Activity in Britain’s construction sector fell for the first time in nearly a year last month as housebuilding woes deepened, according to new figures.
The latest S&P Global construction purchasing managers’ index (PMI) showed a reading of 48.1 in January, down sharply from 53.3 in December and the first result signalling a contraction since February 2024.
Most economists had expected activity to rebound to 53.7 in January, with a reading below the “no-change” threshold of 50 indicating activity is shrinking.
Accountancy firm MHA said the construction gloom comes as the “full impact of the proposed tax rises and increased labour costs in the Autumn Budget” is setting in across the sector and wider economy.
Housebuilding activity decreased for the fourth month in a row and at the fastest pace for a year, despite Government moves to pledge policy support to boost the development of new homes, according to the PMI report.
There were declines across all three main parts of the sector and firms were also downbeat over the outlook, with the report revealing the weakest business activity expectations since October 2023.
Atul Kariya, head of real estate and construction at MHA, which is part of Baker Tilly International, said: “It is hardly surprising that construction PMI activity has fallen as the industry and the economy as a whole are now starting to see the full impact of the proposed tax rises and increased labour costs in the Autumn Budget.

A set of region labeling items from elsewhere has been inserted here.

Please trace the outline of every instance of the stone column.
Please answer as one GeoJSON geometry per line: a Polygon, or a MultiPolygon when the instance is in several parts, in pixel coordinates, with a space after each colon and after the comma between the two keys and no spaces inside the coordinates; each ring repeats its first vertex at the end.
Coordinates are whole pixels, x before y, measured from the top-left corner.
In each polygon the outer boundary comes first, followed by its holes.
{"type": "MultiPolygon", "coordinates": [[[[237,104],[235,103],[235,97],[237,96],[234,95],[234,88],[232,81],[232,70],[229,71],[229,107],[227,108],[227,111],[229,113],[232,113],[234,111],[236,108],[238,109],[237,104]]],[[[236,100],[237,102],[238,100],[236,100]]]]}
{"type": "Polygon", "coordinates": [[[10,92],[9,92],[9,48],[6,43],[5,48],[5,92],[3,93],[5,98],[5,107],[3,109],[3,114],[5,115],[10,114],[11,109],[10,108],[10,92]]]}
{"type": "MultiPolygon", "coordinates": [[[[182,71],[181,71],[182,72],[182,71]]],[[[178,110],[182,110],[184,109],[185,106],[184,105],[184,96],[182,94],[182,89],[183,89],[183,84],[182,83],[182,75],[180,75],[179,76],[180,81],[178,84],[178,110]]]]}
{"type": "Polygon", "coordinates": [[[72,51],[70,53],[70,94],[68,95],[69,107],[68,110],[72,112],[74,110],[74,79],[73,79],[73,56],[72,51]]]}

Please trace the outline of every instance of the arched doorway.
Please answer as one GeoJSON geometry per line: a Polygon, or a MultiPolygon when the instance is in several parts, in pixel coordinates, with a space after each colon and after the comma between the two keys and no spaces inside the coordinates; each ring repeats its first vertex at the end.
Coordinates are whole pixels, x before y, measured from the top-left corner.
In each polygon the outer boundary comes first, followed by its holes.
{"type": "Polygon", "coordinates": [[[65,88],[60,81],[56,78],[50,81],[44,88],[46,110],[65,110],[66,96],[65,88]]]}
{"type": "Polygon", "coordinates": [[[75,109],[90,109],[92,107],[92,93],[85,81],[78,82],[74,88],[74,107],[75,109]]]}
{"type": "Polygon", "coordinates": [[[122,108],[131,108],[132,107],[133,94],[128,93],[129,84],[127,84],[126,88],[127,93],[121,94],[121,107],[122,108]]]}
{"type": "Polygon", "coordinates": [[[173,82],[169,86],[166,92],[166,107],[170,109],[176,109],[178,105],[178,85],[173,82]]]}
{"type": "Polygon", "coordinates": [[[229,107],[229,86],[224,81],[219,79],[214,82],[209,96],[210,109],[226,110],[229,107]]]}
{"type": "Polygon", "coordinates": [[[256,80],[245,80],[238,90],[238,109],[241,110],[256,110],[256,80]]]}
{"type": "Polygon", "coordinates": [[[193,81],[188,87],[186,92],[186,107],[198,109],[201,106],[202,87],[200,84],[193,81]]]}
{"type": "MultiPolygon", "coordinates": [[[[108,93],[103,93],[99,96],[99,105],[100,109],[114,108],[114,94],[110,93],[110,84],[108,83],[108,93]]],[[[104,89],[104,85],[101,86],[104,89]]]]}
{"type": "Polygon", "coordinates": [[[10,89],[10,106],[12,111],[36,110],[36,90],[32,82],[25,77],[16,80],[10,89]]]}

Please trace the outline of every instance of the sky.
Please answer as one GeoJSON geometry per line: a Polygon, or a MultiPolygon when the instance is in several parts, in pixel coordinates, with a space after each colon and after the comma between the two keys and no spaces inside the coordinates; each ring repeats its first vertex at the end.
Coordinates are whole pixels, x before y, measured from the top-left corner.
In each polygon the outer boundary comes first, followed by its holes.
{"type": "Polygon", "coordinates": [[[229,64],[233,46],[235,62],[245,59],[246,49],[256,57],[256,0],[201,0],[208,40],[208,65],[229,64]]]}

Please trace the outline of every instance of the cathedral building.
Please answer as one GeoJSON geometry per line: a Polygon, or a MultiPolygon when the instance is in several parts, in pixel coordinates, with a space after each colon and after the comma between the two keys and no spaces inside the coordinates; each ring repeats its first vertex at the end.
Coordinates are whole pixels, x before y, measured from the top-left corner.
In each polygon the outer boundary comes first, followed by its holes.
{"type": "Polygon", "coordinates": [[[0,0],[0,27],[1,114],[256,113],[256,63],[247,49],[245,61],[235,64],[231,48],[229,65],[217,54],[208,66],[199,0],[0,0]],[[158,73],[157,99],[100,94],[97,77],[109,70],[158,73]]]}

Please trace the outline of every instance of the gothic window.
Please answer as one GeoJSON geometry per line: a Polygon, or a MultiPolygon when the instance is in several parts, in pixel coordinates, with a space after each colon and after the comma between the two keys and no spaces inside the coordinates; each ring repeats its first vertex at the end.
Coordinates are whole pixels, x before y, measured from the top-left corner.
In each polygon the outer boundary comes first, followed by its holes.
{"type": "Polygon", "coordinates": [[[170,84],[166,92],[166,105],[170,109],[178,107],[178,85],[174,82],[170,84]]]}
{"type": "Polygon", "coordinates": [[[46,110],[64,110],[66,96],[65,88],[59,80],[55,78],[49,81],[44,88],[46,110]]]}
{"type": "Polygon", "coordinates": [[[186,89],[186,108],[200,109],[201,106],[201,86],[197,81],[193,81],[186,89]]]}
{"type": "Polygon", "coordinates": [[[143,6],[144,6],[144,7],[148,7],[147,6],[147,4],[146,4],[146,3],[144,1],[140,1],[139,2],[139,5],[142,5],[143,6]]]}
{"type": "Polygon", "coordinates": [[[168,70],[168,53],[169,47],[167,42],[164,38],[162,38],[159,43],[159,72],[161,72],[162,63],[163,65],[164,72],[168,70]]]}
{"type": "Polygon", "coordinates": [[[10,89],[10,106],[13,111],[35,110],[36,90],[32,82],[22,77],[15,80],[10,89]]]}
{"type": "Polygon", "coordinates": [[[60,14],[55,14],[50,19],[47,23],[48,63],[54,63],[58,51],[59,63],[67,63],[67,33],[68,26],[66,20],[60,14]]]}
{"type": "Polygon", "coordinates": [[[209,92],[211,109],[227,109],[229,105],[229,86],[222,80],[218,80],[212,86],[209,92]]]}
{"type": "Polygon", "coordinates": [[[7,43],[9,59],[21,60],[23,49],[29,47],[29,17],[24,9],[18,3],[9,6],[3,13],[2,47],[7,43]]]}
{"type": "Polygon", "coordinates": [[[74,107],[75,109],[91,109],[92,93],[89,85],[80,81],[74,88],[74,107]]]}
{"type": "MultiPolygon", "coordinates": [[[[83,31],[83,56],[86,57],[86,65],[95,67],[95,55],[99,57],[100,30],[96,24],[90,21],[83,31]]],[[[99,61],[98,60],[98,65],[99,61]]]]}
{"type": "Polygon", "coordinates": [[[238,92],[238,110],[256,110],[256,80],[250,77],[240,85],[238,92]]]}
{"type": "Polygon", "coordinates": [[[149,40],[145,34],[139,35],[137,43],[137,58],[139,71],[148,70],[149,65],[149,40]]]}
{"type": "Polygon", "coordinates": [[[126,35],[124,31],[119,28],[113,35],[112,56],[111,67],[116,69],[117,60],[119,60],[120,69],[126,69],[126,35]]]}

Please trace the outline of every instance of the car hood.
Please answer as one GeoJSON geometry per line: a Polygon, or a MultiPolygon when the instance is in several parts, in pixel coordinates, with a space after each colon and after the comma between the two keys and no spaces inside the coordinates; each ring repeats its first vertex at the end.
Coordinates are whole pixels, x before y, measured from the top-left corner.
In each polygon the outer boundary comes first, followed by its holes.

“These are starting to feed through into overall business sentiment in the sector as well as ongoing challenging economic conditions in the UK and overseas.”
Chancellor Rachel Reeves dealt a blow to businesses last October when she announced a hike in national insurance contributions and another rise in the minimum wage, sending staff costs soaring.
Tim Moore, economics director at S&P Global Market Intelligence, said the marked pullback in construction activity came amid uncertainty over the wider economy and high interest rates.
“Anecdotal evidence suggested that caution regarding demand for new projects was prevalent at the start of 2025, despite strong policy support for house building and hopes for a longer-term boost to supply via planning reform,” he said.
He added: “The forward-looking survey indicators were also relatively downbeat in January.
“New orders decreased at the fastest pace since November 2023 amid many reports of delayed decision-making by clients.
“Reduced workloads, combined with concerns about the general UK economic outlook, led to a dip in business activity expectations to the lowest for 15 months.”